SAN PRISCO (CASERTA), GUERRA DEL GAS: FERITI VIGILI DEL FUOCO
Data: Domenica, 14 novembre @ 19:33:30 CET
Argomento: Cronaca




Sei vigili del fuoco del comando provinciale di Caserta sono rimasti feriti e sono stati ricoverati nell' ospedale S. Sebastiano del capoluogo con prognosi di guarigione dai dieci ai venti giorni, a seguito dello scoppio di una cisterna di gas propano montata su di un camion, all'interno del deposito della Tifata Gas di Casapulla, un comune a pochi chilometri da Caserta, avvenuto la notte scorsa. Secondo quanto si è appreso, i sei vigili del fuoco sono rimasti feriti in seguito allo spostamento d'aria provocato dalla violenta esplosione ed hanno riportato fratture e ferite. Lo scoppio della cisterna e di numerose bombole provocato da un incendio, sembra di natura dolosa, è avvenuto mentre i sei pompieri erano all'esterno del deposito, trattenuti sembra dal non perfetto funzionamento della cesoia che stavano utilizzando per forzare il cancello d'ingresso. E' stata questione di secondi ed i sei vigili, dunque, si sono trovati ad una distanza tale da non essere investiti dalla enorme fiammata sprigionatasi dall'esplosione della cisterna ma soltanto dallo spostamento d'aria.

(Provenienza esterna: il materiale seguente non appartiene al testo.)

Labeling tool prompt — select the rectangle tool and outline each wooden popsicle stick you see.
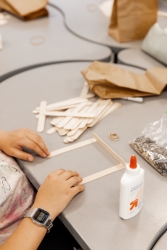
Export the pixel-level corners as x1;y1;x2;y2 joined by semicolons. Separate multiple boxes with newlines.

Secondo quanto si è appreso, i vigili del fuoco erano stati allertati da alcuni automobilisti in transito sul tratto Caserta Nord-Capua dell'autostrada del Sole, che scorre proprio a ridosso del deposito, per un principio d'incendio. Il deposito, era chiuso con una catena assicurata da un catenaccio ed era stato, perciò, deciso di forzare il cancello. Improvvisa, poi, l'esplosione. I soccorsi sono stati immediati. Sul posto si sono portate altre squadre dei vigili del fuoco, polizia e carabinieri. L'incendio, che minacciava di estendersi anche a numerose bombole di gas, sequestrate dalla magistratura ed affidate in custodia giudiziaria alla Tifata Gas, è stato circoscritto e domato. Secondo quanto si è appreso, l' incendio sarebbe di natura dolosa e si tratterebbe di un atto di intimidazione del racket nei confronti dei titolari del deposito. Sull' episodio sono in corso indagini da parte di polizia e carabinieri che avrebbero già interrogato i titolari del deposito ed alcuni pregiudicati, con precedenti per estorsioni e ritenuti legati a clan camorristi operanti nella zona.